‘I think she is terrified’: Woman facing deportation to Nigeria from Sligo

Asylum group says Loveth Oyiboka (29) was only member of her family to survive 2015 massacre

Almost 3,000 people have signed online petitions in support of Loveth Oyiboka (29), who has lived in the Globe House direct provision centre in Sligo for four years but is facing deportation.

Almost 3,000 people have signed online petitions in support of Loveth Oyiboka (29), who has lived in the Globe House direct provision centre in Sligo for four years but is facing deportation.

 

Community groups in Co Sligo have appealed to Minister for Justice Charlie Flanagan to intervene in the case of a young Nigerian woman who is due to be deported on Friday.

Almost 3,000 people have signed online petitions in support of Loveth Oyiboka (29) who has lived in the Globe House direct provision centre in Sligo for four years. She says she has no family left in Nigeria as her parents were murdered.

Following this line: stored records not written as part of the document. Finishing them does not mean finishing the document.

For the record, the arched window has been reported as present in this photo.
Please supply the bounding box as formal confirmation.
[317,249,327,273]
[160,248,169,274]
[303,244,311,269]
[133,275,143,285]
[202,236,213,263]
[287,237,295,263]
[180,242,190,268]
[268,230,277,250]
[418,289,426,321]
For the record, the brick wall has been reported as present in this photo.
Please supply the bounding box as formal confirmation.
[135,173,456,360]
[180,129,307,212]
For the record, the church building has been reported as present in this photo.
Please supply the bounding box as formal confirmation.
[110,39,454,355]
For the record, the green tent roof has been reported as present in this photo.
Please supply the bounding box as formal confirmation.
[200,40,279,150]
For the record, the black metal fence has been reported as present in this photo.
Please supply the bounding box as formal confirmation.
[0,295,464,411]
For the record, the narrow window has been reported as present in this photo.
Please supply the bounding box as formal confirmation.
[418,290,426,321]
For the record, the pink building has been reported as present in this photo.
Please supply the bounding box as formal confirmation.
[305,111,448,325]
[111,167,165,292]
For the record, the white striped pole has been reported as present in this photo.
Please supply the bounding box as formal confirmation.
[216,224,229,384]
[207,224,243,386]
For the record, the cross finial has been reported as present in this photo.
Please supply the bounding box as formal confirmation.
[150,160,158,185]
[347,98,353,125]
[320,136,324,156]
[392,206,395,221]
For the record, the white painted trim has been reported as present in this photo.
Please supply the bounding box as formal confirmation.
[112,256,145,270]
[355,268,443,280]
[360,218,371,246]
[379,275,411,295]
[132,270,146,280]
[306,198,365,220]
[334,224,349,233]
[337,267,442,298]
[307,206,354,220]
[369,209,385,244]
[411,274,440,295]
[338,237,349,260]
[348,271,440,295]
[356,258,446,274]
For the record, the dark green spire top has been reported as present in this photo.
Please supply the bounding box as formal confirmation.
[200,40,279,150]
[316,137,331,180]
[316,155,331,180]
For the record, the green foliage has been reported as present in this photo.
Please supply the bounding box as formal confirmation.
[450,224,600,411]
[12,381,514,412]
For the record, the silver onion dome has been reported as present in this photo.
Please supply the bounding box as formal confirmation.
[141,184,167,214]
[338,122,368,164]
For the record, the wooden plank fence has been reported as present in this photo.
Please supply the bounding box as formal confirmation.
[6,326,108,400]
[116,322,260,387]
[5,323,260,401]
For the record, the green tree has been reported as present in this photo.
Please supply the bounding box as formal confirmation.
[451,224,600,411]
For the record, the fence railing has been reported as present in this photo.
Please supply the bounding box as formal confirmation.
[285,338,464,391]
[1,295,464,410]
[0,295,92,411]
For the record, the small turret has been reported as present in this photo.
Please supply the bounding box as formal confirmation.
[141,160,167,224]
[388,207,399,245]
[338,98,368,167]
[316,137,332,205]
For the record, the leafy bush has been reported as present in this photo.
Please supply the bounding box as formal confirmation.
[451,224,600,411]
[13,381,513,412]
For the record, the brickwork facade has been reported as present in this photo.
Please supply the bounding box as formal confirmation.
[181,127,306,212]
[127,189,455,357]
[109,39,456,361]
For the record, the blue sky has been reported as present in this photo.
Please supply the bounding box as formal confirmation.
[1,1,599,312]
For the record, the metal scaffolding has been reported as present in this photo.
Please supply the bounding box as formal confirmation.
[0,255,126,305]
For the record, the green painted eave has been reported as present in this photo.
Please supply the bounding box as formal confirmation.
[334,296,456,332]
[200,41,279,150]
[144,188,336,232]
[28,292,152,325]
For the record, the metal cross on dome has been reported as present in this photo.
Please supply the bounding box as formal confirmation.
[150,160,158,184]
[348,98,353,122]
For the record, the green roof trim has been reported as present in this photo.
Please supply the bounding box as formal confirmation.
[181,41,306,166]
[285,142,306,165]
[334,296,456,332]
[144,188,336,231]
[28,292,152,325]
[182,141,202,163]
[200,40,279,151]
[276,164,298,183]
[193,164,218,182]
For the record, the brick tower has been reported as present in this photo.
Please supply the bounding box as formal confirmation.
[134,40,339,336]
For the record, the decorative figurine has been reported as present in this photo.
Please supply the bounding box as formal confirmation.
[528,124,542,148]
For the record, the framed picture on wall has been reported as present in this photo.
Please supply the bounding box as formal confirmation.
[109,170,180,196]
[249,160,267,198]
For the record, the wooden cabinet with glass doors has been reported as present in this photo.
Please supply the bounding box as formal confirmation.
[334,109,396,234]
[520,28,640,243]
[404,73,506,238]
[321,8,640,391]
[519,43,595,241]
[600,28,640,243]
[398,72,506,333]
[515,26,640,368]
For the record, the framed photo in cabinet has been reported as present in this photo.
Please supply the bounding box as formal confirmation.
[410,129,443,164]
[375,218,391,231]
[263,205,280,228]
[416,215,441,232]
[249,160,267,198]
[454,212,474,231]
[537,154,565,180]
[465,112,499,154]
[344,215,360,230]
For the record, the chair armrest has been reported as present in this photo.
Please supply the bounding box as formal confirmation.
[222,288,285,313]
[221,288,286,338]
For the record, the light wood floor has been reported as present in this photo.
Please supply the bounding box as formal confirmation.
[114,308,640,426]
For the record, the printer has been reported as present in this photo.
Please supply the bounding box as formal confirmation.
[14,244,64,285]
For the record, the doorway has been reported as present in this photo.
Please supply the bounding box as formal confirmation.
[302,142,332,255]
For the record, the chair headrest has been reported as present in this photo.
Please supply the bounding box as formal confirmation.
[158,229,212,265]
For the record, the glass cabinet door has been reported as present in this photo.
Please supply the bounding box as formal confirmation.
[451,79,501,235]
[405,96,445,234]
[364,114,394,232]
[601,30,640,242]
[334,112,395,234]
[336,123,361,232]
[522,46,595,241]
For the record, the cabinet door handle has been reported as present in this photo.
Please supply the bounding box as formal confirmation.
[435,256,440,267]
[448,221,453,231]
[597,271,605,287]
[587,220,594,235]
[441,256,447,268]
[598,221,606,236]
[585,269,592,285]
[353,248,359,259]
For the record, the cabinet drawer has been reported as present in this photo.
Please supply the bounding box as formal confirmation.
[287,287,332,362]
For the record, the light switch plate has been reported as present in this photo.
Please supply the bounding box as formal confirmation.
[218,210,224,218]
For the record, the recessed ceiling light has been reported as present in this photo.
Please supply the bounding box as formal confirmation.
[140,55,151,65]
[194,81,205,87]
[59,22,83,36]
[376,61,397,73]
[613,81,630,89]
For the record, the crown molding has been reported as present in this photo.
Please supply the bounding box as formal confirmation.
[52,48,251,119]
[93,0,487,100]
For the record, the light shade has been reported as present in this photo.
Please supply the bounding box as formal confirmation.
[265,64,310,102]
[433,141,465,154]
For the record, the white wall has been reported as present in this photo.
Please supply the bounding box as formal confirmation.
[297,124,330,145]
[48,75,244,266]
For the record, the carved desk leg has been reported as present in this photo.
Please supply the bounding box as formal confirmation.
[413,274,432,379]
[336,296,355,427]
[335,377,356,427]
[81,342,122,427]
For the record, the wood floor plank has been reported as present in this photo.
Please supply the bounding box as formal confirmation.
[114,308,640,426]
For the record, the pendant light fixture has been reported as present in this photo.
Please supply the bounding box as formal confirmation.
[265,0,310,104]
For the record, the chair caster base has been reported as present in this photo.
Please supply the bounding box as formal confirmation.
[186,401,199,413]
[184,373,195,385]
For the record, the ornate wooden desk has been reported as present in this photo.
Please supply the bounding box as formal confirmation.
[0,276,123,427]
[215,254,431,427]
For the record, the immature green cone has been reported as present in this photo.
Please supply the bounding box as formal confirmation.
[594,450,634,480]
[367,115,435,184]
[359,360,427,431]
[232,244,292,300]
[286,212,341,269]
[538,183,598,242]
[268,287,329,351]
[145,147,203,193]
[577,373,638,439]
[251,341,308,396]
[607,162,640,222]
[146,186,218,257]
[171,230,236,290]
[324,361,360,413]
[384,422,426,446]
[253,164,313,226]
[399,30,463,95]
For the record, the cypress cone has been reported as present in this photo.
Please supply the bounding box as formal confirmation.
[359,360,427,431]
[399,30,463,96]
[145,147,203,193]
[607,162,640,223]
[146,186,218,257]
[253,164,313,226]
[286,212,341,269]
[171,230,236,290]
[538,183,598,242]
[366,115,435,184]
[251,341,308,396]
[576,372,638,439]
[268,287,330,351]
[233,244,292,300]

The Movement of Asylum Seekers in Ireland (MASI), which organised the petition, said the woman was the only member of her family to survive an attack by Boko Haram on October 24th, 2015 in Obama village in Borno state.

“She would be in danger if she was sent back,” said MASI spokesman Lucky Khambule.

He said a decision this week to halt the deportation of Brazilian man Lucivaldo Araujo da Silva (35) , a father of three Irish-born children, showed that Mr Flanagan had the power “to change lives”.

Ms Oyiboka, who is studying health and English with the Sligo Education and Training Board, said she was frightened and had no one left in Nigeria.

“My mom and dad are the people of Sligo,” she said.

Several groups that Ms Oyiboka has volunteered with have organised an event to support her this Thursday in Anderson’s Bar in Sligo.

Integrate

She has volunteered with the Tidy Towns committee, the St Patrick’s Day parade and Sligo Global Kitchen, which aims to help asylum seekers integrate into the community.

Anna Spearman, an artist who founded Sligo Global Kitchen, said she has known Ms Oyiboka since she arrived in Sligo.

“She came here with no friends and family but she has a lot of people looking our for her in Sligo,” she said. “It is scary to think of a young Catholic woman being sent back to Nigeria. I think she is terrified.”

A spokesman for the Department of Justice said that for reasons of confidentiality he could not comment on individual immigration or asylum cases.

He said applications for international protection were examined in detail and all available appeals processes had to be exhausted before a deportation order was made.

All decisions could be reviewed by the High Court and it was open to any person to make an application under the Immigration Act to have a deportation order revoked based on changed circumstances, he added.